Ses chats, il en faisait des tigres!

Leurs robes zébrées, leurs allures, leurs allongements lui donnaient ces souplesses particulières aux tigres qu'il s'est plu à représenter fréquemment. Il est fâcheux toutefois que le maître romantique n'ait pas laissé quelques tableaux de chats; il les connaissait mieux qu'un autre & il eût trouvé dans leur masque de quoi exercer son active imagination.

Il faut d'autant moins oublier J.-J. Grandville parmi les peintres de chats que l'ingénieux dessinateur s'est particulièrement préoccupé de la physionomie de l'animal. On peut même dire que seul il s'est placé courageusement en face du profil compliqué où se reflètent en mille détails d'une extrême finesse toutes les passions de la vie féline.

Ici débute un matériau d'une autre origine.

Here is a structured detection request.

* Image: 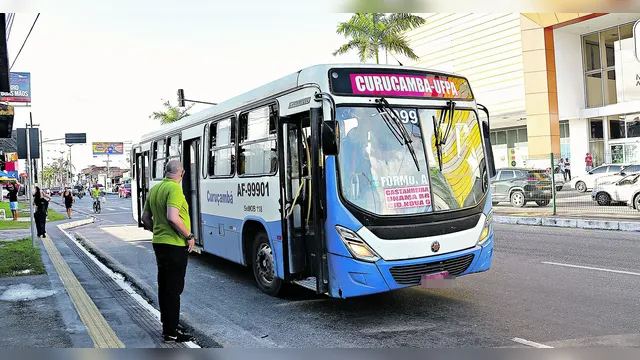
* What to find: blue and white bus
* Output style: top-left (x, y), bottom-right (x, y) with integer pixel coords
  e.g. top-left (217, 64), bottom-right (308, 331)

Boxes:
top-left (131, 64), bottom-right (495, 298)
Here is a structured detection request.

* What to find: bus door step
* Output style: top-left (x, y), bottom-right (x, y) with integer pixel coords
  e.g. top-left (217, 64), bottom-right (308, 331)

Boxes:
top-left (293, 276), bottom-right (316, 291)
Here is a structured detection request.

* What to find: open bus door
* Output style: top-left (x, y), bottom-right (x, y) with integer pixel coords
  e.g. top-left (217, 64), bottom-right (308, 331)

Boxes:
top-left (278, 108), bottom-right (328, 293)
top-left (132, 151), bottom-right (149, 227)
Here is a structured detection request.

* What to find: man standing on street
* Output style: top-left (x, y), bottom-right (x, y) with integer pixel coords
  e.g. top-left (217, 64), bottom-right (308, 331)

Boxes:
top-left (584, 153), bottom-right (593, 172)
top-left (142, 160), bottom-right (195, 342)
top-left (7, 183), bottom-right (18, 221)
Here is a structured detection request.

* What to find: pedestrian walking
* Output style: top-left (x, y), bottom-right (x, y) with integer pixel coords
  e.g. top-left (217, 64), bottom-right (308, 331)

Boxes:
top-left (142, 160), bottom-right (195, 342)
top-left (62, 188), bottom-right (76, 219)
top-left (584, 153), bottom-right (593, 172)
top-left (7, 183), bottom-right (18, 221)
top-left (33, 186), bottom-right (51, 237)
top-left (558, 158), bottom-right (567, 181)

En treize petits croquis[27] le caricaturiste, préoccupé du rapport physionomique des animaux & des hommes, a choisi pour motif de ses dessins de chats: le Sommeil;—le Réveil;—Réflexions philosophiques;—Étonnement & admiration;—Contemplation;—Grande Satisfaction & idée riante;—Ennui & mauvaise humeur;—Plainte & souffrance;—Préoccupation causée par un bruit particulier;—Convoitise hypocrite;—Convoitise naïve;—Calme digestif;—Tendresse & douceur;—Attention, désir, surprise;—Satisfaction & somnolence;—Colère mêlée de crainte;—Crainte simple;—Gaieté avec épanouissement;—Fureur & effroi;—la Mort;—toutes nuances d'une excessive complication que n'avaient cherché à rendre ni les Égyptiens, ni les Japonais, ni même le Raphaël des chats, plus préoccupés des mouvements du corps que des lignes de la tête; malheureusement Grandville eut la conception plutôt que le rendu. Son idée était quelquefois excellente; son exécution, là plus qu'ailleurs, fut encore insuffisante, quand le sujet commandait tant de souplesse au crayon.

[27] Magasin pittoresque, 1840.

Quels qu'ils soient, ces croquis sont une indication, un souvenir, un rappel de jeux de physionomie, & par là réclament une mention dans l'iconographie des chats.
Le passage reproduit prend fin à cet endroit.